ABSTRACT
The concept that T cells require two distinct signals for full activation was offered more than
three decades ago. The first signal, antigen recognition, is provided by the interaction
between an MHC/peptide complex on an antigen-presenting cell (APC) and the T-cell receptor (TCR). The second, or costimulatory, signal is provided by the ligation of accessory
molecules expressed on the surface of APC (among other cell types) to counterreceptors
expressed on T cells. T-cell costimulation stabilizes cytokine mRNA, facilitates cell cycle
progression, and induces antiapoptotic proteins, resulting in productive and sustained T-cell
responses (1-3). In the absence of positive costimulatory signals, TCR ligation by the
MHC/peptide complex induces the T cell to become specifically nonresponsive (tolerant) to subsequent MHC/peptide engagement. Jenkins and Schwartz demonstrated that interference with costimulation of T-cell activation in antigen-activated murine T-cell
clones can render these cells incapable of proliferating in response to the relevant antigen
even though the clones retain proliferative capacity to polyclonal activators (4). This state
has been termed anergy. A hallmark of anergy induction is a defect in IL-2 transcription.

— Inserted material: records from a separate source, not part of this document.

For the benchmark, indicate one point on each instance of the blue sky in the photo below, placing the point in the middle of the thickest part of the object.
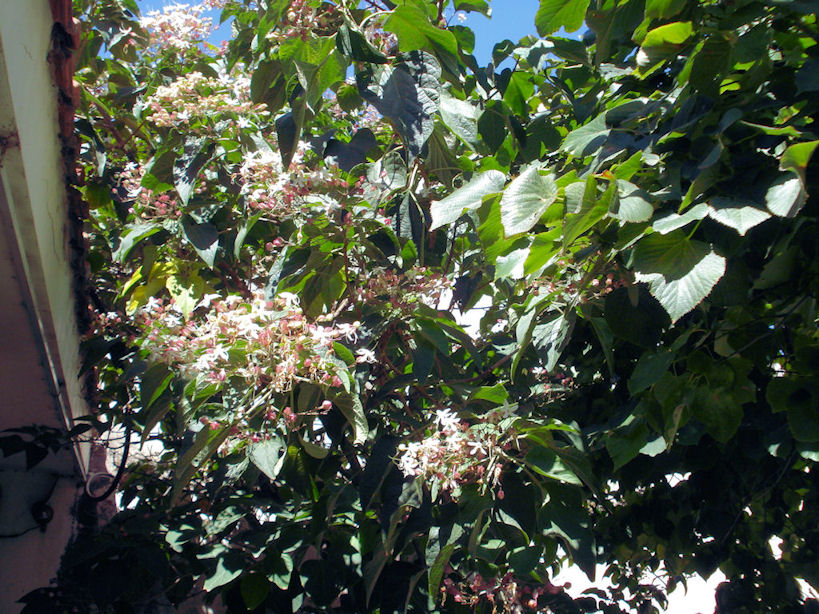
(512, 19)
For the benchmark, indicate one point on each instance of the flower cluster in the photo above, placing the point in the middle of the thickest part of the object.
(405, 291)
(301, 20)
(552, 386)
(269, 188)
(146, 203)
(194, 97)
(179, 26)
(458, 454)
(506, 593)
(268, 344)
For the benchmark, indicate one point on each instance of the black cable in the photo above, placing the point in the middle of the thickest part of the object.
(120, 470)
(10, 535)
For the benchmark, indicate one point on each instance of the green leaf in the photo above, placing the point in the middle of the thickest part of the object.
(736, 214)
(288, 131)
(661, 44)
(587, 139)
(228, 568)
(675, 33)
(550, 338)
(624, 445)
(196, 153)
(512, 265)
(807, 77)
(436, 571)
(461, 117)
(547, 463)
(389, 173)
(354, 45)
(254, 588)
(153, 383)
(633, 204)
(496, 394)
(555, 14)
(268, 85)
(718, 410)
(414, 32)
(518, 91)
(525, 199)
(203, 237)
(663, 9)
(673, 221)
(185, 291)
(466, 198)
(650, 368)
(268, 455)
(159, 171)
(350, 405)
(796, 157)
(407, 94)
(679, 272)
(477, 6)
(131, 235)
(786, 196)
(593, 208)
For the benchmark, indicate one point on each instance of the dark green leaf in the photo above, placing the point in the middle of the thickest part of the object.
(555, 14)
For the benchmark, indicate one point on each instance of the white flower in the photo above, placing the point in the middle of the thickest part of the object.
(507, 411)
(476, 447)
(365, 355)
(446, 420)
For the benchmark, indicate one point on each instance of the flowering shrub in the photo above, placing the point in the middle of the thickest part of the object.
(264, 343)
(193, 101)
(458, 454)
(404, 292)
(506, 593)
(645, 308)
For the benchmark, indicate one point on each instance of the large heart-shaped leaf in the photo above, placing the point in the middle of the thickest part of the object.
(555, 14)
(739, 215)
(526, 199)
(679, 272)
(466, 198)
(407, 94)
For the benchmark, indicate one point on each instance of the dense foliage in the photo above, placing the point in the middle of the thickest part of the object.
(285, 231)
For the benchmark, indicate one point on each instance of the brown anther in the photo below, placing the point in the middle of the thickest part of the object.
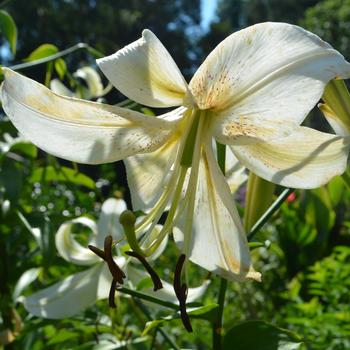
(181, 293)
(111, 296)
(106, 255)
(157, 283)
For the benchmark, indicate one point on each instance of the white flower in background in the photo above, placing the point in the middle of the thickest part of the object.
(94, 87)
(251, 93)
(81, 290)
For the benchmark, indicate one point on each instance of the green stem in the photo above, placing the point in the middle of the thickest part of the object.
(59, 54)
(146, 297)
(269, 212)
(217, 324)
(187, 155)
(165, 335)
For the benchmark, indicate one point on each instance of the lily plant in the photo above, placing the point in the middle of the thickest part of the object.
(251, 93)
(81, 290)
(94, 87)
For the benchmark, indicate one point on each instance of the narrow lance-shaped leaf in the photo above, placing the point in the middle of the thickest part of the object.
(9, 29)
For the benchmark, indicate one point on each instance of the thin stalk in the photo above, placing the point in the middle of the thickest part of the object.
(59, 54)
(269, 212)
(146, 297)
(346, 179)
(165, 335)
(217, 324)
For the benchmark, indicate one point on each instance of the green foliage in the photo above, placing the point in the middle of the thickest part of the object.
(318, 301)
(329, 19)
(44, 50)
(9, 29)
(302, 252)
(260, 335)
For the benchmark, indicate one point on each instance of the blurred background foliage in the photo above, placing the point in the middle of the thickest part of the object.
(304, 253)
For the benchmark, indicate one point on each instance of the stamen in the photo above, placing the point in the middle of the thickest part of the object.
(127, 219)
(111, 296)
(181, 293)
(157, 283)
(106, 255)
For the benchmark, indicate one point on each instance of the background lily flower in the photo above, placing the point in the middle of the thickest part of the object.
(93, 89)
(81, 290)
(252, 93)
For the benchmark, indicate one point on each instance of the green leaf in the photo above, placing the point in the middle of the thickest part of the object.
(62, 336)
(260, 335)
(254, 245)
(63, 174)
(42, 51)
(153, 324)
(11, 178)
(60, 67)
(145, 283)
(206, 312)
(8, 27)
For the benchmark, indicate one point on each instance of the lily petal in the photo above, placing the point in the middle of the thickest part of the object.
(93, 80)
(77, 130)
(147, 174)
(263, 80)
(339, 125)
(108, 223)
(235, 172)
(70, 249)
(306, 159)
(58, 88)
(218, 241)
(68, 297)
(145, 72)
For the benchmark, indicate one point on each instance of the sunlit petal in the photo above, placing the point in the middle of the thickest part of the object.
(263, 80)
(78, 130)
(147, 174)
(146, 73)
(59, 88)
(69, 248)
(92, 79)
(235, 172)
(108, 223)
(339, 125)
(306, 159)
(66, 298)
(218, 242)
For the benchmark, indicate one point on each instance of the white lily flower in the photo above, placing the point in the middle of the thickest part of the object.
(81, 290)
(252, 93)
(235, 172)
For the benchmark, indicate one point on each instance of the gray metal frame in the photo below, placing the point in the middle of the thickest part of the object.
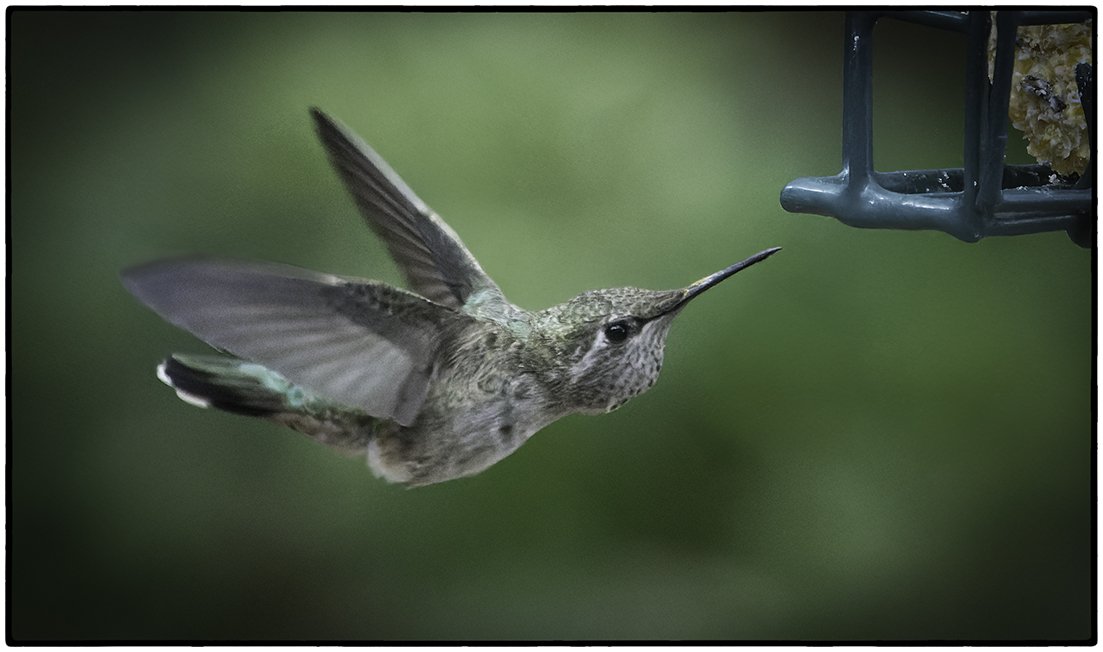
(984, 198)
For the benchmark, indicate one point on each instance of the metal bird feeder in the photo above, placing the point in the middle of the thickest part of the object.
(986, 196)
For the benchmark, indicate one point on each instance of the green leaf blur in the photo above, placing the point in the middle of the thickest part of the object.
(874, 435)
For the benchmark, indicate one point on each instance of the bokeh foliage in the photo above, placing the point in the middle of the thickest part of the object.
(874, 435)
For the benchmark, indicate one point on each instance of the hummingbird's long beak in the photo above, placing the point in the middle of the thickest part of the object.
(698, 287)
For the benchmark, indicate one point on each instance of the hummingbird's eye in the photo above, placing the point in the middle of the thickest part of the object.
(618, 331)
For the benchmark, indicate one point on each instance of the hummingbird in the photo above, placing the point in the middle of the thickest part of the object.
(429, 384)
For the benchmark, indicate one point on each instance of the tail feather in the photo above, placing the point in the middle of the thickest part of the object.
(242, 387)
(228, 384)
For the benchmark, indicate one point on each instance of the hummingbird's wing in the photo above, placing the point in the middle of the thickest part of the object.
(435, 262)
(368, 345)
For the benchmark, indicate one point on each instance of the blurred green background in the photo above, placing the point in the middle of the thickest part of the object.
(875, 435)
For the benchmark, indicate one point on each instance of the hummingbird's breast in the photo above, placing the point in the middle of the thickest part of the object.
(484, 401)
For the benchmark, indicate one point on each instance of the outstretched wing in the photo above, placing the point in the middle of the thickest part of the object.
(435, 262)
(364, 344)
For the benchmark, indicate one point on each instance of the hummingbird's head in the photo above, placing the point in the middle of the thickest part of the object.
(609, 343)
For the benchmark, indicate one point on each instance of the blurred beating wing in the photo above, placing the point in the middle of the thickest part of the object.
(363, 344)
(436, 263)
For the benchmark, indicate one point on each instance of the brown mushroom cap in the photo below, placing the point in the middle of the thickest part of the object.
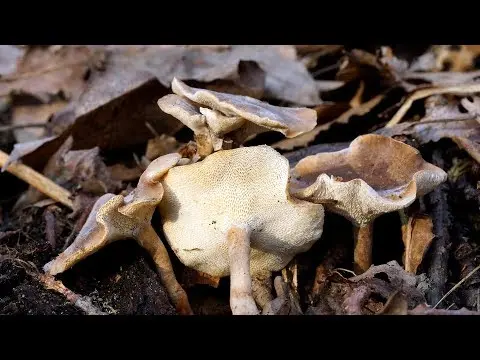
(243, 187)
(374, 175)
(289, 121)
(190, 116)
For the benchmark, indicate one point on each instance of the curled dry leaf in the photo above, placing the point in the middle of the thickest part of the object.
(161, 145)
(375, 175)
(397, 304)
(326, 120)
(417, 236)
(111, 114)
(10, 55)
(360, 64)
(44, 73)
(33, 114)
(463, 89)
(445, 58)
(286, 78)
(365, 294)
(80, 168)
(443, 119)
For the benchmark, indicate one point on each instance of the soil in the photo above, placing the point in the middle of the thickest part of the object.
(121, 278)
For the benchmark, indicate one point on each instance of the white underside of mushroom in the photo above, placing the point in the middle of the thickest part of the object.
(243, 187)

Anergic T cells fail to produce sufficient IL-2 to permit a fully productive immune response
to occur upon restimulation with their relevant antigen (4,5). Antigen-specific non-
responsiveness can be prevented by supplying an exogenous source of IL-2; anergic T cells
reexposed to relevant antigen in the presence of IL-2 acquire the capability of mounting a
productive proliferative response to that antigen (4,5).